3. The appellant on 2nd June, 2020 filed this appeal and raised the following grounds of appeal:
a. The trial Magistrate erred in law and in fact in failing to find that the prosecution failed to establish and build a prima facie case as required in law.
b. The Honourable trial magistrate erred in law and fact by not finding that the elements and components of the offense alleged against her were not proved at all.
c. The trial magistrate erred by relying on misinterpreted evidence in convicting and sentencing her based on distorted evidence which was not on record.
4. When the appeal came up for hearing before me, the appellant who was unrepresented made oral submissions in support of her grounds of appeal, while Ms Ndombi for the state opposed the appeal and supported the conviction and sentence.
SUBMISSIONS
5. It was submitted by the appellant that there was contradiction on the date of the alleged commission of the offense as the key prosecution witness one ANN NDUTA stated that it was on 19th while other witnesses stated that it was on 18th July 2014. She submitted further that there was no documentary evidence tender to show that PW1 had been drug nor that PW2 took him to the hospital. It was submitted that one crucial prosecution witness, Joseph Amanda who reported the case to the police station was not called to testify.
6. It was submitted further that there was contradiction between the evidence of PW1 PATRICK MACHARIA and PW4 on the number of beers they took and further on the person who ordered meat and whether PW1 was drugged while eating the said meat. It was her contention that there was contraction on how the identification parade was conducted, neither was there any documentary evidence to prove that PW1 had been drugged. She finally submitted that no call data records were produced to show the numbers that had called PW1.
7. On behalf of the State Ms. Ndombi submitted that the appellant was properly identified by PW1 as the person who had contacted him on 18th July, 2014 and whom he met with at ROYSAMBU before proceeding with her to Kitengele. It was submitted that he had sufficient time with her to enable him identify her. It was submitted that the identification parade was properly done at which the appellant was positively identified.
8. It was contended that all the elements of the offense were proved as the motor vehicle was in the possession of PW1 who was employed by PW2 who made a report to the police on 20th when the same was not returned to him. It was submitted that the appellant and other two people had intended to defraud the driver and the owner of the motor vehicle.
9. It was submitted that the trial court properly analysed the issue of identification and the elements of the offense and that the prosecution only called the witnesses who were relevant to its case. It was stated further that there were no contradictions as regards the dates with the appellant being properly identified by PW1 at Tea room and at an identification pared conducted thereafter.
10. In a rejoinder, the appellant offered her mitigation to the effect that she was a single mother of three girls to whom she was the sole bread winner. She stated that she suffers from high blood pressure and was pregnant at the time of arrest which pregnancy she lost, she was a first offender who had not been in conflict with the law before and therefore sought to be given a second chance, having undergone training while in prison.

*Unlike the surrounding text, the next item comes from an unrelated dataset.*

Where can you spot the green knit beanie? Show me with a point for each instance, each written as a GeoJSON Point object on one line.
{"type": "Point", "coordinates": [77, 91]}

11. Ms Ndombi on her mitigation stated that the sentence of five years was within the law and therefore lawful considering the offense and how it was carried out.

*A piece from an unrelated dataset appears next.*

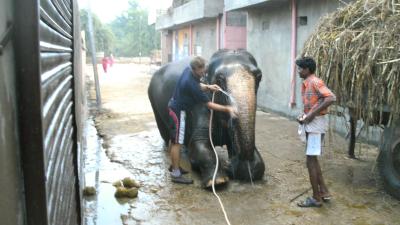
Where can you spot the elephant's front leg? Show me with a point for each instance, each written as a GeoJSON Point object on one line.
{"type": "Point", "coordinates": [248, 170]}
{"type": "Point", "coordinates": [202, 158]}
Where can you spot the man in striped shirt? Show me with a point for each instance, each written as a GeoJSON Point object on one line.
{"type": "Point", "coordinates": [316, 100]}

12. This being a first appeal, the court is under legal duty to re-evaluate the evidence tendered before the trial court to come to its own decision, though giving an allowance to the fact that it did not have the benefit of seeing and hearing witnesses as was stated in the case of OKENO v REPUBLIC [1974] EA and as applied with approval by the Superior Courts in Kenya. PROCEEDINGS
13. The prosecution case was that PW1 Patrick Macharia was on 17/7/2014 called by the accused who stated that she had been given his number by a friend and wanted to hire the subject motor vehicle. The following day the appellant went to him together with a man she identified as her brother and they agreed on the hire to ferry her family to Machakos. While enroute to pick the family, the accused gave her alleged brother one orbit and one to the witness. At kitengela they entered into an hotel to wait for the family members where he took one bottle of pilsner at 1.00pm only to be woken up at the hotel room at 8.00pm when he found the motor vehicle missing. He later reported to the police station and through a friendly police officer, the appellant was called and he was able to identify her when they met. It was his evidence that the said officer told him that he had earlier arrested the appellant on drug related offense.

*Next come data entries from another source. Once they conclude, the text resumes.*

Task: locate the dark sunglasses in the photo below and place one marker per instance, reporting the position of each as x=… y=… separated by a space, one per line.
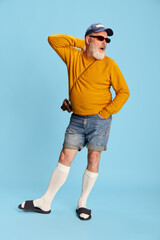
x=101 y=38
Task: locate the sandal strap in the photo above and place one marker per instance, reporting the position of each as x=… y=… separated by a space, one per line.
x=83 y=210
x=29 y=205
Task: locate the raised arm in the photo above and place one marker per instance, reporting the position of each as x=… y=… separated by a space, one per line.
x=121 y=89
x=64 y=44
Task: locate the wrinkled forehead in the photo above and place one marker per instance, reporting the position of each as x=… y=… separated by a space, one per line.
x=103 y=33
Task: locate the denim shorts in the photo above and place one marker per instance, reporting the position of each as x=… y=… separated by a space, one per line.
x=90 y=131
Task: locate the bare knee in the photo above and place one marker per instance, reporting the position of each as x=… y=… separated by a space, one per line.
x=93 y=160
x=67 y=156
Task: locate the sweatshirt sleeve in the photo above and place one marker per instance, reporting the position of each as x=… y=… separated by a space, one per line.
x=64 y=45
x=121 y=90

14. PW2 BETH WANJA THOITHI stated that on 18/7/2014 her husband Joseph Kamande Kago called her and informed her that their matatu had not been returned for the day and that PW1 had earlier text him that he was taking passengers to mlolongo as was his practise to do so. she called him but his phone was off. On 20th they found the driver who was badly injured and they reported the matter to the police. She later on accompanied the driver when he went to identify the appellant and that their motor vehicle had not been recovered. In cross examination she stated that the officer who arrested the appellant came from Nanyuki and had earlier arrested the appellant whose contact he had, on a related offense.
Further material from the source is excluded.